The technical release seeks public comment to inform guidance for proposed data collection and evaluation requirements for non-quantitative treatment limitations related to network composition and requests input on the development of an enforcement safe harbor for plans and issuers that submit data indicating that their networks of mental health and substance use disorder providers are comparable to networks for medical/surgical providers.

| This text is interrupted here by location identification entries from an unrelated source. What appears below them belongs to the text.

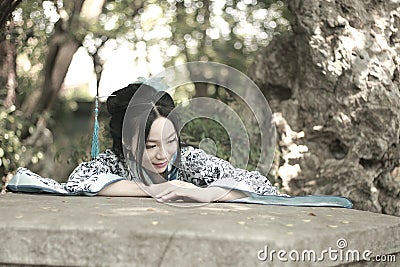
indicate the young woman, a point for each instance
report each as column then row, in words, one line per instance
column 146, row 131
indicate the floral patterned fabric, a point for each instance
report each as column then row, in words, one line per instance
column 197, row 167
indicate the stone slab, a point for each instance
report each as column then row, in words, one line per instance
column 127, row 231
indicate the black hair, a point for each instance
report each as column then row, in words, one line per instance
column 133, row 110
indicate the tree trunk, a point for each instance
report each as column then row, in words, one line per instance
column 8, row 71
column 62, row 47
column 333, row 85
column 6, row 7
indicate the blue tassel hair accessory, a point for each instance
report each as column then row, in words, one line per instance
column 95, row 138
column 154, row 82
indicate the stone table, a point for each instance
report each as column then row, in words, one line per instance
column 127, row 231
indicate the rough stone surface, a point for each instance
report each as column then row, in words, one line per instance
column 333, row 85
column 103, row 231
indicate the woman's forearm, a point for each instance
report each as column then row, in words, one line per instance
column 222, row 194
column 124, row 188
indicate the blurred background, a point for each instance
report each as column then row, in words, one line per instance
column 330, row 71
column 62, row 53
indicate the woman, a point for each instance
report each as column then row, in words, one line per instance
column 156, row 164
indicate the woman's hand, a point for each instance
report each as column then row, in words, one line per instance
column 190, row 193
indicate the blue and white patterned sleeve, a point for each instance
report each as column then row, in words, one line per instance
column 205, row 170
column 91, row 177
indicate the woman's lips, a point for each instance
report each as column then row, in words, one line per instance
column 160, row 165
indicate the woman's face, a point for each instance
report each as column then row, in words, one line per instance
column 161, row 145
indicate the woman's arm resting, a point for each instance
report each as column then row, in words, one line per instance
column 222, row 194
column 124, row 188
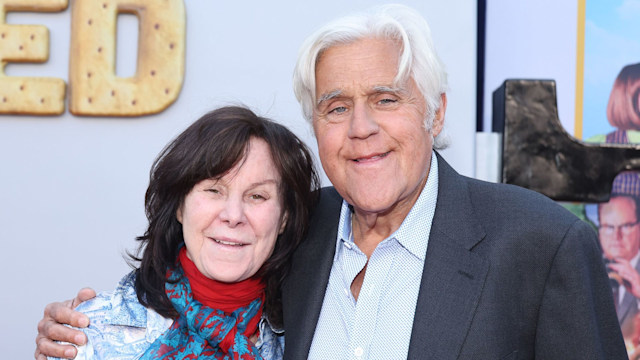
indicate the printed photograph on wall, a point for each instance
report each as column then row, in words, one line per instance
column 608, row 76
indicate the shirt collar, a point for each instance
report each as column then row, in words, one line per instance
column 410, row 236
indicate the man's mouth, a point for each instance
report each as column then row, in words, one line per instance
column 226, row 242
column 372, row 157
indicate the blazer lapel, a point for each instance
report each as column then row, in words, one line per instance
column 453, row 276
column 305, row 286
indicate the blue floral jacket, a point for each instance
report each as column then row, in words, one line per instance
column 121, row 328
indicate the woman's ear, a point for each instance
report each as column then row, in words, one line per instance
column 179, row 214
column 283, row 223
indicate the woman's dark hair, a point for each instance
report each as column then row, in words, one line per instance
column 623, row 109
column 207, row 149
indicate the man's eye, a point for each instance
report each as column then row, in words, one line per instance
column 338, row 110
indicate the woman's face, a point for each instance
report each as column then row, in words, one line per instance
column 230, row 225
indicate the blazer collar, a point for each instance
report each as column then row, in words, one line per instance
column 453, row 276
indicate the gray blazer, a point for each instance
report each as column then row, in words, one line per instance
column 509, row 274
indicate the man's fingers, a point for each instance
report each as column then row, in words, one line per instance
column 83, row 295
column 46, row 347
column 62, row 313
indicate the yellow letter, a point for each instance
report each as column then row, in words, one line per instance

With the proposed rules and technical release, the departments aim to promote changes in network composition and plans’ and issuers’ medical management techniques to make mental health and substance use disorder provider networks more accessible and create parity in treatment limitations, such as network composition standards and prior authorizations, for people seeking mental health and substance use disorder treatment.

With the release of a Comparative Analysis Report to Congress, the departments are providing information on their continued enforcement efforts related to non-quantitative treatment limitations and the comparative analyses that health plans and health insurance issuers must provide upon request to show compliance with parity requirements. The report also identifies plans and issuers that failed to comply with the applicable requirements of the Mental Health Parity and Addiction Equity Act.

“Providing equitable access to health care services for everyone is vital, particularly for those in need of mental health and substance use disorder treatment,” said Centers for Medicare and Medicaid Services Administrator Chiquita Brooks-LaSure, in a statement “CMS, working in partnership with other agencies, continues to remove barriers and expand access to critical services. This rule is a demonstration of the administration’s commitment to parity between physical and mental health services and helping to ensure people get the care they need.”